Three offered courses are not acceptable

By Ashwini Mate



In the past two and a half years I have spent at Wesleyan, I have taken three courses that specifically addressed the subject matter concerning Asian American studies. Every year I look for additional courses to develop my education on this subject, and every year I face the same disappointment, that I have simply exhausted the courses available at Wesleyan. There is nothing further offered to enlighten me about the historical and literary circumstances that have instructed the political construction of the Asian American.

Three courses. How can three courses range over the multifarious Asian Americans populations and their respective achievements? It was imported Chinese labor that laid down the tracks for the Central Pacific railroad, one of the first American transcontinental railroads that ushered in our industrial era. What about anti-Asian American legislation and violence? What about Japanese internment during WWII, The Chinese Exclusion Act of 1882, [other] various immigration legislation, and the history of Angel Island? What kinds of political constructions arose from these events? Are we to render all of this material invisible by excluding these courses from the curriculum? These issues have obvious relevance today, in terms of the backlash against South Asians following the tragedy of September 11. Three courses. Not enough.

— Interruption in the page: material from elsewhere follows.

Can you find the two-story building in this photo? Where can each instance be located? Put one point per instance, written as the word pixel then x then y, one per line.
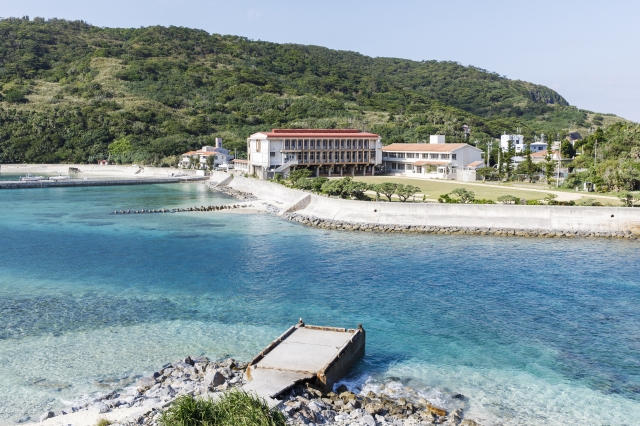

We need more courses, more teachers, and a more comprehensive curriculum that addresses the needs of students desiring to know more about Asian America. It has a complex and diverse history and social structure. It has been argued that East Asian studies is enough, but East Asian studies looks to a whole different history and culture than Asian American studies does. There needs to be more than just three courses. We need to breathe in an educational atmosphere that fully represents Asian Americans and well as other ethnicities. How else are we to combat the ignorance that created many of the issues surrounding those acts of violence and anti-Asian American legislation that I highlighted above? These issues are not in the past; they are very relevant today. It is the same ignorance that mistakes Arab Americans for South Asian Americans, in a blanket “Bomb the Towelheads” campaign (not that violence against true Arab Americans is in any way justifiable…that makes me just as sick). Education is the only, the best, remedy to ignorance, and ignorance is often the cause of violence. We need to bring Asian American studies to enlighten this school.